I know this personally all too well. At the age of 57 and after 32 years of marriage, I’ve found myself working again full-time and living in a 380 ft. studio apartment that houses me and all my worldly possessions. To the shock of my friends and family, I moved out on my own and then filed for divorce. It doesn’t matter the reasons; the “who-did-what” or “he said she said”.
The reason I’m writing this is because I know I’m not the only woman who is going through this major life over-haul. I’ve been in counselling, I’ve read books on how to survive divorce and talked to loving friends and family who have lent a sympathetic ear. At the end of the day, it’s just me and up to me, to get through this.
Writing about it helps tremendously. It get these feeling out in the open instead of suspiciously hovering about in my mind. However ridiculous some of my thoughts and feelings are, I still own them, then I write them. I think if I feel this way, someone else out there might feel the same. It’s good to share with each other.
I know the obvious things to do, like eat well, exercise, keep a social life, meditate, and get plenty of rest. These are blanket must do’s. The difficult part is HOW to do them. It’s the mind and body connection that is the hardest. When the body is willing to give it a go, the mind isn’t and visa- versa.
When you are married and have a family, you are a unit. Whether or not the unit is happy, healthy, etc. doesn’t matter. You perceive yourself and the world perceives you as a unit. You’re not some single individual dangling out there in no man’s land. Regardless of your circumstances, that is a safe feeling. You know what’s expected of you and you have a routine, a LIFE.
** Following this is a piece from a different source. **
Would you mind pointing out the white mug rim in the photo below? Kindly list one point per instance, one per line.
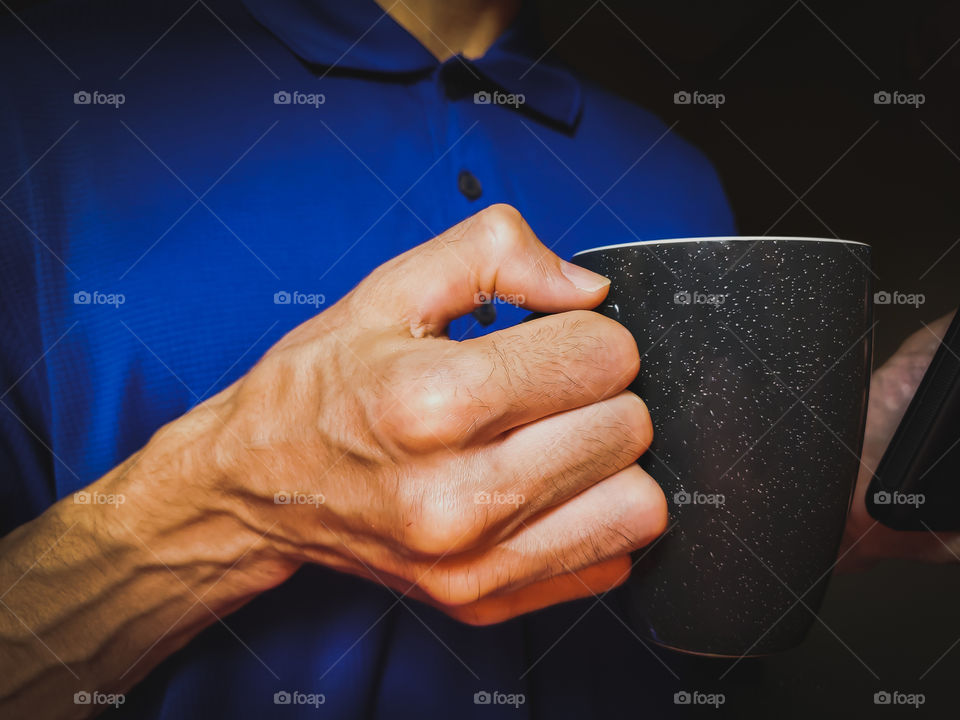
(720, 238)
When you separate or divorce, you are no longer part of the unit. I felt this grudgingly when my daughter and son told me they were taking their father on a holiday to Florida for his 60th birthday. I wasn’t jealous per say. I had no desire to go on a holiday with my ex and I wasn’t particularly fond of the area they chose. But it was the fact that they were together all in one place to enjoy themselves. The only person out of the picture was me. I was not part of the unit any longer. My children, even though they have families of their own now, feel the same. The unit was been broken up.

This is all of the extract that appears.